When singleton pregnancies were compared, the mean gestational age was lower, the proportion of deliveries under 37 weeks was higher, and the incidence of growth restriction was higher in IVF and ICSI pregnancies. This is consistent with other data confirming these outcomes in singleton ART pregnancies.22
In vitro maturation singleton pregnancies were not associated with earlier delivery, and the mean birth weight is, in fact, higher than in controls. This could be a result of the patients having undergone IVM—usually those with PCOS or those with ultrasound-only polycystic ovaries. Gestational diabetes is associated with higher birth weight and macrosomia, and these findings may be a result of the inherent predisposing risk of polycystic ovaries/PCOS,23,24 rather than as a direct result of the treatment modality. Nevertheless, the numbers are still small and continuing surveillance of birth weight, macrosomia, and gestational diabetes is warranted.

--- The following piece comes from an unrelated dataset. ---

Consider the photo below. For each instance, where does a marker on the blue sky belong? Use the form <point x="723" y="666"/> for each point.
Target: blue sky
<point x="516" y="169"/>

In conclusion, when ART is indicated, IVM offers a reduction in the risks of ovarian stimulation. Based on current data, we have been unable to demonstrate any increased risk of congenital abnormality or perinatal outcome over that already accepted for IVF or ICSI. For an 80% power and a 5% alpha, with a probability of congenital abnormality in the population of 3% and a factor of 1.5, more than 1,000 IVM infants and more than 3,000 controls would be needed. The establishment of national and international registries for infants born after IVM, continued data collection and matched studies, and the results from ongoing child development longitudinal studies are essential as the use of IVM as a clinical treatment continues to expand.